NEW YORK (TheStreet) -- Smart TVs, or those that connect users directly to streaming services, such as Netflix (NFLX) or allow them to check the weather without the need for a set-top box or dongle, are growing in popularity. Yet, they still represent less than 10% of "installed" TVs, according to Internet analyst Mary Meeker.

Smart TV shipments represented approximately 39% of TV units shipped globally in 2013, up from roughly 25% in 2012, according to material presented by Meeker, an analyst at venture capital firm Kleiner Perkins Caufield & Byers (KPCB). Meeker had given an in-depth presentation at the Re/Code conference on Wednesday.
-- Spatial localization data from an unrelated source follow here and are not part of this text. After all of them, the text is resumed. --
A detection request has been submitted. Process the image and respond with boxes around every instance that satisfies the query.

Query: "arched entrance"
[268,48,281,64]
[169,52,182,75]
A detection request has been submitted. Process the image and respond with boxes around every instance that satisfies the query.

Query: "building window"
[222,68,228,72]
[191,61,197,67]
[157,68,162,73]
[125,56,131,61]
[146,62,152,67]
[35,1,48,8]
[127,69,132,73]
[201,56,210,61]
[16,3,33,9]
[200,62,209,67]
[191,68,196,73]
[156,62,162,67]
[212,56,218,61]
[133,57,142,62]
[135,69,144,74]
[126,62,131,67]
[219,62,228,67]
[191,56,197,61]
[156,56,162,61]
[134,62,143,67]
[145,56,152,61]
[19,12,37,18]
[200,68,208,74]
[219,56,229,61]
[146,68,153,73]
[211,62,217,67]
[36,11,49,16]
Meeker's annual "Internet Trends" report is required reading for tech investors as the data-filled slides are packed with a gamut of trends in the mobile, video, analytics, social networking, application, advertising and hardware markets.  Her 164-slide presentation, which viewers can also peruse at their leisure, has been the talk of the tech world on Wednesday.

While smart TVs have really yet to take off with consumers, on the other hand, "tens of millions" of users - and growing -- are using streaming devices, such as Apple (AAPL) TV, Google (GOOG) Chromecast, Roku or the new Amazon (AMZN) Fire TV. Apps are replacing traditional channels from networks like ESPN, BBC and Time Warner's (TWX) HBO.

The Apple TV set-top box, which sells for $99, is no longer a "hobby" for CEO Tim Cook, who noted to analysts and investors in last month's shareholder meeting call that revenue from its streaming device was more than $1 billion in 2013. Apple has sold roughly 20 million of the set-top box since it launched, Cook said.